In the code snippet below, you will also use HuggingFaceTokenizer to ensure that your chunks respect the same token limits as the embedding model selected. This will align how the chunker counts and creates chunks and how the embedding model processes them. For example, one embedding model may process a word into tokens differently, where one model may see a section of text as 250 tokens another model may see that as 300. This could cause you to create chunks that exceed the context window of the embedding model and thus lose rich semantic context.
from docling.chunking import HybridChunker
from docling_core.transforms.chunker.tokenizer.huggingface import ( HuggingFaceTokenizer,)
from transformers import AutoTokenizer
EMBED_MODEL_ID = "sentence-transformers/all-MiniLM-L6-v2"
MAX_TOKENS = 256
tokenizer = HuggingFaceTokenizer(
tokenizer=AutoTokenizer.from_pretrained(EMBED_MODEL_ID),
max_tokens=MAX_TOKENS,
)
chunker = HybridChunker(tokenizer=tokenizer)

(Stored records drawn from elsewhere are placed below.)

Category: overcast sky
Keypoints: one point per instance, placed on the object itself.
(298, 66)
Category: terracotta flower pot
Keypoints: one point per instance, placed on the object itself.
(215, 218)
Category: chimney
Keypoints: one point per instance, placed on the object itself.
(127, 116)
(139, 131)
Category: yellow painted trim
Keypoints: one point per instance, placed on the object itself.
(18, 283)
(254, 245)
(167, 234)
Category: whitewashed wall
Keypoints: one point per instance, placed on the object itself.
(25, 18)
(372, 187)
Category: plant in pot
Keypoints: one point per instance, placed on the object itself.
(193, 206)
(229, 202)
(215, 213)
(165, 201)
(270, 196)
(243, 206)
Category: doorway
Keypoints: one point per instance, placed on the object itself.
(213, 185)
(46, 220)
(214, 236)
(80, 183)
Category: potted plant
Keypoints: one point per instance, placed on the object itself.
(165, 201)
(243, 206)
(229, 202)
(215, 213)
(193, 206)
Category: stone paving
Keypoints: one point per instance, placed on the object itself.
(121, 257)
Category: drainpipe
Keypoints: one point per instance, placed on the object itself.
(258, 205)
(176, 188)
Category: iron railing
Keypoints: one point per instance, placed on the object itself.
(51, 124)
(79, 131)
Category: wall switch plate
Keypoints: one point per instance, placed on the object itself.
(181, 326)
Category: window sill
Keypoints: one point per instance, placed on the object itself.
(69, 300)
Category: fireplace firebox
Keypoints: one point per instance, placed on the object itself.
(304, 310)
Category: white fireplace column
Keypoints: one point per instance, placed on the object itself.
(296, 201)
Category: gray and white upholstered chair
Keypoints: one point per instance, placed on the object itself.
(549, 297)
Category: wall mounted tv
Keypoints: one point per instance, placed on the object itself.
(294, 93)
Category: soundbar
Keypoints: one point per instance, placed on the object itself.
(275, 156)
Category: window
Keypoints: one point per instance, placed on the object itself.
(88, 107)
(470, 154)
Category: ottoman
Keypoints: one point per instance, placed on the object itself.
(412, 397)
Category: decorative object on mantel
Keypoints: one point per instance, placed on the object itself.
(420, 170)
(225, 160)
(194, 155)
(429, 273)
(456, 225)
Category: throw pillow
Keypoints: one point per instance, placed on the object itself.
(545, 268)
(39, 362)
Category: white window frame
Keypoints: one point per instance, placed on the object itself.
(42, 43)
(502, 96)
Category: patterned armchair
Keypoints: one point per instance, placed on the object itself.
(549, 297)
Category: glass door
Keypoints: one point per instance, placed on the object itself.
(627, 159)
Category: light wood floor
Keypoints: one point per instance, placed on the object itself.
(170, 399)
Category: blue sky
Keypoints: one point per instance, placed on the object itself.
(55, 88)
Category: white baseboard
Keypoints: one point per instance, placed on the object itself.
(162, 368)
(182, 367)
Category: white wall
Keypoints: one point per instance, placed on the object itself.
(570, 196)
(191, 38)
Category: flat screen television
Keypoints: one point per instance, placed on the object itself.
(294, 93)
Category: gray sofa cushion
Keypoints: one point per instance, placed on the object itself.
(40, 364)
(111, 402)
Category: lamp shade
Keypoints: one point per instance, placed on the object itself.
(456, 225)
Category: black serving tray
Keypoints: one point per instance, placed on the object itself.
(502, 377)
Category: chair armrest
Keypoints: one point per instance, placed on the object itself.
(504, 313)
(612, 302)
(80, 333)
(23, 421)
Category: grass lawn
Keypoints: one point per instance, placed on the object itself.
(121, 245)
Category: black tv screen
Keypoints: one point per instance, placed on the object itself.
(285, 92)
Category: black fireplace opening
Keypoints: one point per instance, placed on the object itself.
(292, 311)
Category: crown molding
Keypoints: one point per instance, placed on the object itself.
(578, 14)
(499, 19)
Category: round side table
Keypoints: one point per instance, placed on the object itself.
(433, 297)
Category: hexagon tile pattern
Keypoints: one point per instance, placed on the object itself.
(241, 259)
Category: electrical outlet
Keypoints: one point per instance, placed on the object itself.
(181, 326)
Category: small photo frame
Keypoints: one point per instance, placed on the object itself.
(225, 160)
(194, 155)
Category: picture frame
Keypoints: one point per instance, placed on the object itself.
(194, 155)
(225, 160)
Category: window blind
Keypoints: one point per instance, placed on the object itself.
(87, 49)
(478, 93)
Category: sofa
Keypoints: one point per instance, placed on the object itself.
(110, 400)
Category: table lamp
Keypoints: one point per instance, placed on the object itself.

chunks = list(chunker.chunk(dl_doc=doc))
print(f"Total chunks: {len(chunks)}")
for i, chunk in enumerate(chunks):
enriched = chunker.contextualize(chunk=chunk)
print(f"--- Chunk {i} ({len(enriched.split())} words) ---")
print(enriched[:300])
print()
The contextualize() method enriches each chunk by prepending its heading hierarchy and caption metadata from the DoclingDocument, which provides the embedding model with additional document context that normally is lost when the text is split into smaller pieces.
Conclusion
You have now built a document processing pipeline ready for use in your AI application. This process is necessary for RAG and other document processing AI systems, and Docling allows you the tools to achieve this on your own hardware.
It should be noted for Docling, that it is a heavy process, and standing this up to run on a schedule within a production environment is not trivial. If you are already using Azure or other cloud based tools, then using Azure Document Intelligence will be significantly faster and easier to integrate and run. Docling does offer an API based version of Docling through Docling Serve, though there are known issues with the VLM pipeline being fragile, and if running on your personal hardware resource intensive with slow run times. You should keep this in mind when designing your system, and ensure that you choose the product that best fits your end product's requirements of security, speed, and cost.